In contrast, the introduction of deep learning (convolutional neural networks) to image-detection tasks is relatively recent, and the publication focus remains on the development of the method. For example, several papers in the Special Issue explored the use of machine vision in the estimation of either flowering or fruit load. Koirala et al. [
4] reported on the machine-vision-based detection of mango flower panicles at three developmental stages and demonstrated a time course of the quantification of stages, using orchard images collected weekly. This is a step towards automation of the detection of flowering ‘events’ in an orchard, with heat units tallied from this date in forecast of fruit harvest maturation. Koirala et al. [
4] also reported on the use of augmented image sets, although it was noted that the addition of rotated bounding boxes did not improve the training.
The primary limitation in use of in-field machine vision to estimate the fruit load is that the camera does not ‘see’ all fruit on the trees, especially for dense canopied trees. Anderson et al. [
5] and Villacres and Cheein [
6] both report issues with fruit occlusion in their respective documentation of the performance of machine-vision-based estimation of the fruit yield of whole cherry and mango orchards (
Figure 1), respectively. Anderson et al. [
5] documented the improvement in yield estimates made using a muti-view approach, involving multiple images per tree and tracking of fruit between images, over a ‘dual-view’ approach. The impact of the canopy architecture on yield estimates was also documented.
Koirala et al. [
7] explored the use of techniques to correct for occluded fruit, for example, by the use of a machine-vision-based measure of the fraction of partially occluded to non-occluded fruit. None of the proposed techniques were recommended for adoption, and this topic remains open.

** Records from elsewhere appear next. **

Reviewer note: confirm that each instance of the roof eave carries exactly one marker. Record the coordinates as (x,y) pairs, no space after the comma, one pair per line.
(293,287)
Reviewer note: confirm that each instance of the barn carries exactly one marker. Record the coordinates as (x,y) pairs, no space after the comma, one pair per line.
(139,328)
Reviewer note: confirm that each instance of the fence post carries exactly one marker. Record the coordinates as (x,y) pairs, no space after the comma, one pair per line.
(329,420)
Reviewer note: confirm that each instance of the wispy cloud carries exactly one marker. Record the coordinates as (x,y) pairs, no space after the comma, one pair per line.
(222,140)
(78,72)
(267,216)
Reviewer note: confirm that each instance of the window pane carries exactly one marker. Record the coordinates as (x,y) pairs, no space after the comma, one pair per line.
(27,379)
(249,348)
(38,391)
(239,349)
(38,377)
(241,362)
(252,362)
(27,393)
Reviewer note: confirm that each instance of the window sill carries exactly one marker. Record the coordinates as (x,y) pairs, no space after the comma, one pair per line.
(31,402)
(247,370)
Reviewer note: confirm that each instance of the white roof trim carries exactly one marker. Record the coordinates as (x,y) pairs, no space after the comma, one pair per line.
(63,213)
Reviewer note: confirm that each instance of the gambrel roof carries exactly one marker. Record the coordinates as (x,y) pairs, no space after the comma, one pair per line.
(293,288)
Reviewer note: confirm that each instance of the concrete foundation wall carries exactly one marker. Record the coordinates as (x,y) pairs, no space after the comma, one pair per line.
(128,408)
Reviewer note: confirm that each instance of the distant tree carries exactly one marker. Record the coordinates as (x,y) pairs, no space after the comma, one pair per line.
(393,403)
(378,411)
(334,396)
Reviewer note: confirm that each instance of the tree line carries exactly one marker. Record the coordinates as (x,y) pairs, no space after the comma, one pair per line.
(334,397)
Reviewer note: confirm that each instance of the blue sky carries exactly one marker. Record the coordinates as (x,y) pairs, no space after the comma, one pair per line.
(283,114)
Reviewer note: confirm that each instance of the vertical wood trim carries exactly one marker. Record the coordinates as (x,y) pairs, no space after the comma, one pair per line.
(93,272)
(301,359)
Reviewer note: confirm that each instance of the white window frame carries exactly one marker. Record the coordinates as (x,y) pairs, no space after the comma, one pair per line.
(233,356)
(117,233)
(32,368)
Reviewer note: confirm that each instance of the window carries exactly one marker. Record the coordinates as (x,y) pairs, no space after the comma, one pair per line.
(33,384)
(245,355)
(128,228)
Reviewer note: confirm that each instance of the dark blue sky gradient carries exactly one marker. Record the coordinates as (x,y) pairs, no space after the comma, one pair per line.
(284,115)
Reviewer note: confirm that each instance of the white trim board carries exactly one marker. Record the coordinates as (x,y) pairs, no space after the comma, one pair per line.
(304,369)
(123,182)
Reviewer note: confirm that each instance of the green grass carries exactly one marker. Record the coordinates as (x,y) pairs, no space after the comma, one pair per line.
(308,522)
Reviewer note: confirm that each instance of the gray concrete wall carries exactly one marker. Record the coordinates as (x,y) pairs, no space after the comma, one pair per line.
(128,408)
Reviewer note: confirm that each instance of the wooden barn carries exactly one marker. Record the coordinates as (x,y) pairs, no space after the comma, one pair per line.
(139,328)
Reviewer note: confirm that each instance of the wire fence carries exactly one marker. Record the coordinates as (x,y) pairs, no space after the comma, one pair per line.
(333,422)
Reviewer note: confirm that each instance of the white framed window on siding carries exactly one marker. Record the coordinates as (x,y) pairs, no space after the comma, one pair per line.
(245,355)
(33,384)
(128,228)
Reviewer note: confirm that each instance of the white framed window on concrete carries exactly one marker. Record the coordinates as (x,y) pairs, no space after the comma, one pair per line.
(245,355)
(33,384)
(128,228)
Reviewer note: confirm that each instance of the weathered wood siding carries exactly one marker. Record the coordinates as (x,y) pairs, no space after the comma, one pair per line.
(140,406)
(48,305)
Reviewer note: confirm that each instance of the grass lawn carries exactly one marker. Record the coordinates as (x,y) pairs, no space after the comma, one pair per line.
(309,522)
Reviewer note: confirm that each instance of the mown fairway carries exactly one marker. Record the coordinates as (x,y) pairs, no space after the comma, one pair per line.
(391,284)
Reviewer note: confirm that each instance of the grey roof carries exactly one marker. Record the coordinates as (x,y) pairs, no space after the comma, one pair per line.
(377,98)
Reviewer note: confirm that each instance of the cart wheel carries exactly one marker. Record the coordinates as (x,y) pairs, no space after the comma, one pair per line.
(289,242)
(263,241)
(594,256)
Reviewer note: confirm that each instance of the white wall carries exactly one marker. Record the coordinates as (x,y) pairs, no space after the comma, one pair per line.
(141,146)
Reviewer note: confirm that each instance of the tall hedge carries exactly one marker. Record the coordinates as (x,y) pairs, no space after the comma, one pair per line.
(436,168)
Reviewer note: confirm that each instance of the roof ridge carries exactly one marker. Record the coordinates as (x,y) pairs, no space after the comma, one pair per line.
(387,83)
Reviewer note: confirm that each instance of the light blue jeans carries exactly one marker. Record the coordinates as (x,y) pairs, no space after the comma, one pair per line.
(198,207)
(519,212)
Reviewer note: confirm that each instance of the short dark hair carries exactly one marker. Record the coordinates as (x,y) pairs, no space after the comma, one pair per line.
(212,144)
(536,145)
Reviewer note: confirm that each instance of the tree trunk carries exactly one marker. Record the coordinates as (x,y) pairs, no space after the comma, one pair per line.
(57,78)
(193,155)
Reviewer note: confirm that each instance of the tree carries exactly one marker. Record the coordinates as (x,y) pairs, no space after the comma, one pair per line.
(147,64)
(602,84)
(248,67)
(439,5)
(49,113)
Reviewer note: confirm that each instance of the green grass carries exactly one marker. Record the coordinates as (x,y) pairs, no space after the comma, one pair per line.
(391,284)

However, the fruit number is only part of the harvest load story, with the fruit size also being critical. The estimation of size requires information on distances, with several relevant candidate technologies being available. Neupane et al. [
8] reported on an evaluation of depth cameras in the context of this application, while Mendez et al. [
9] report on the use of LiDAR for fruit sizing, fruit counting, and canopy modelling. The application of LiDAR for fruit counting was also compromised by fruit occlusion in dense canopies, and acquisition time was also an issue, given the need for a high-density point cloud.
2. Conclusions
This collection thus presents a snapshot of the currently available techniques for the in-field estimation of fruit quality (maturity) and quantity. As for the NIRS technology, over the next five years, the machine vision and LiDAR techniques will mature, with the focus shifting from the assessment of the technology to the use of the technology to aid agronomic decision-making. As noted in the review by [
1], “this is an exciting period to be involved in the development and application of tools for the forecast of tree fruit load and harvest timing”.